La reunión es clave —para algunos posiblemente una de las últimas oportunidades— de cara a resolver de una vez por todas la ya sobrecargada tensión entre Madrid y Vitoria. Pero, sin embargo, nadie apuesta ya por el éxito del intento.

El desarrollo legislativo, la violencia, el cupo, los planes de reconversión industrial, las transferencias —especialmente las del INSALUD y la Seguridad Social— la solidaridad, etc., son cuestiones que serán puestas sobre el tapete en un intento de acortar distancias entre la Administración central y la autónoma, ya demasiado distantes.

Tampoco las personas más cercanas al «lendakari» auguraban precisamente optimismo sobre un posible final feliz para el encuentro.

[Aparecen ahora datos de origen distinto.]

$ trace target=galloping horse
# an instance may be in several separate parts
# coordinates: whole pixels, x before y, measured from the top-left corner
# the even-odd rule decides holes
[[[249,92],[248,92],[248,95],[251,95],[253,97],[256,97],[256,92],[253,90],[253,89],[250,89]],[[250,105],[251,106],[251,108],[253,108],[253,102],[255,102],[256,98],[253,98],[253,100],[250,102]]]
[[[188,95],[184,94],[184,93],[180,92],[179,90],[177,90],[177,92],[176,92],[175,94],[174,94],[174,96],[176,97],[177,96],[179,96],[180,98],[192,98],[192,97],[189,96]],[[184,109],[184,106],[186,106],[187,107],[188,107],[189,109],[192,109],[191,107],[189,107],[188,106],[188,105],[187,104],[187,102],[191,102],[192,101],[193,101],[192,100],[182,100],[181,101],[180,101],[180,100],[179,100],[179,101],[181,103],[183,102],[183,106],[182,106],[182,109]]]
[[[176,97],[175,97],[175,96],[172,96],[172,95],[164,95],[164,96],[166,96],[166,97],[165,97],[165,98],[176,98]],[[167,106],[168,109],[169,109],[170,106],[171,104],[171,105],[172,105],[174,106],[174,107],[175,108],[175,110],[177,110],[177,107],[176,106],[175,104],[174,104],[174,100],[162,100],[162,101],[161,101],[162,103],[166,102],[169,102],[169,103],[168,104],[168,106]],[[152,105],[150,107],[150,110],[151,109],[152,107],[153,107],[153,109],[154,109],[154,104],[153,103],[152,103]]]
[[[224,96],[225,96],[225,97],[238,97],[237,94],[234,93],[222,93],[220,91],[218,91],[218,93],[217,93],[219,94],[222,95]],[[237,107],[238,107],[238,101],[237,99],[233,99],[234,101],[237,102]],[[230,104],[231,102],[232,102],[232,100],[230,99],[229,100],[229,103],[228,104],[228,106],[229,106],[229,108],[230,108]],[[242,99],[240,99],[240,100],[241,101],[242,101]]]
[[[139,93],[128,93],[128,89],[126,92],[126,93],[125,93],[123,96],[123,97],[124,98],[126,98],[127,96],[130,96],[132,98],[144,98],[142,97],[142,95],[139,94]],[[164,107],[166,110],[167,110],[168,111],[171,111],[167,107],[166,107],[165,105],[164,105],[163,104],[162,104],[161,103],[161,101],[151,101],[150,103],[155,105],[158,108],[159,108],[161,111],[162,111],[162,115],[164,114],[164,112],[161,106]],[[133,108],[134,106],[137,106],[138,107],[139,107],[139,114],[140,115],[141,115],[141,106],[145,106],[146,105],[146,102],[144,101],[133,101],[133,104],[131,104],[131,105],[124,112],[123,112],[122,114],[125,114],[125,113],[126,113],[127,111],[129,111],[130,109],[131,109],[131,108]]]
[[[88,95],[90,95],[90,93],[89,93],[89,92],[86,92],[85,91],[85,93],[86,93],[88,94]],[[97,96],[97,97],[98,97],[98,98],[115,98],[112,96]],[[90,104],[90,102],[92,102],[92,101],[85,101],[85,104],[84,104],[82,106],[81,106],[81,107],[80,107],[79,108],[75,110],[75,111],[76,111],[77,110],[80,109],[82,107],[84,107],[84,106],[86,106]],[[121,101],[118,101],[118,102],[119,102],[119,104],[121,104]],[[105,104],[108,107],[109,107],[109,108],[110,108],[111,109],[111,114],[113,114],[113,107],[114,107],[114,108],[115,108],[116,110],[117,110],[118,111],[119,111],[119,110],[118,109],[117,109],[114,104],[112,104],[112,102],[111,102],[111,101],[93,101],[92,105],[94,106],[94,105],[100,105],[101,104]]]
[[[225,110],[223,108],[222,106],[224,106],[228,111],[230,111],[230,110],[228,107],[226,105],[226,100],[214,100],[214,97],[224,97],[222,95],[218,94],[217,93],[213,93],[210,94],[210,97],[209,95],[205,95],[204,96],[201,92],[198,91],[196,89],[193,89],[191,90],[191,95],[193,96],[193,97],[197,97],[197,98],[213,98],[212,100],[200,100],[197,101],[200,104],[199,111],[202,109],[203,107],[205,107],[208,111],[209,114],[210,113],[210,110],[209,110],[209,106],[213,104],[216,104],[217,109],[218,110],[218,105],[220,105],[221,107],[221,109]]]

Compartían sin más el sentimiento general en estas latitudes de que previsiblemente «no pase nada» con el que definían el clima que pesaba en Ajuria Enea, residencia oficial del presidente de esta comunidad.

Es más: Aparte de repetir el deseo de diálogo de las autoridades vascas, no ocultaban siquiera «la profunda desconfianza» que alberga el Gobierno autónomo acerca de las palabras que pueden ser dichas hoy en Madrid por el Gobierno socialista.

Y si éste era el ambiente en la residencia de Ajuria Enea, no era mejor en el seno del partido que sustenta el Gobierno vasco. El propio EBB tenía en el orden del día de su reunión de ayer el encuentro en la «cumbre» como principal punto, y antes ya de la propia reunión, fuentes del mismo no ocultaron su pesimismo. Se mostraron escépticos respecto a los posibles frutos de la «cumbre», a celebrar hoy, y no descartaron que «la reunión se trate de un intento de los socialistas de lavar la cara y guardar la imagen de Felipe González, ya muy deteriorada —dijeron— por la poco afortunada política exterior». Al mismo tiempo manifestaron asimismo que «el PNV no está dispuesto a permitir que se deséateme el estatuto y el autogobierno que éste posibilita», y por ello adelantaron también que «a la espera de los resultados de la entrevista, el PNV llevará a cabo una fuerte y dura oposición por medios democráticos».

Asimismo, tampoco los propios socialistas apostaban un duro por el éxito de la reunión entre ambos presidentes, sosteniendo que hasta daba la sensación de que «todo lo que ha antecedido y rodeado a esta entrevista ha sido hecho con el fin de que la misma no se plantease con perspectivas reales».

Entretanto, el presidente de EE, Juan María Bandrés, tras indicar que su partido veía con satisfacción la celebración de la reunión, lamentando tanto «la política socialista de interpretación restrictiva del estatuto» como «la poco soportable y lamentable actitud del PNV en algunas cuestiones», se limitaba a indicar simplemente que «el pueblo ha puesto una esperanza seria en esta entrevista y sería una gran frustración el que no saliesen de ella resultados positivos».

Pesimismo éste también compartido por el presidente de AP en el País Vasco, Florencio Aróstegui, quien, tras dar a conocer su escepticismo, tomaba posición por la necesidad de que «al menos sirva para que de la reunión salga una tregua y se aplace el contencioso y la crispación ahora existentes hasta después de las elecciones».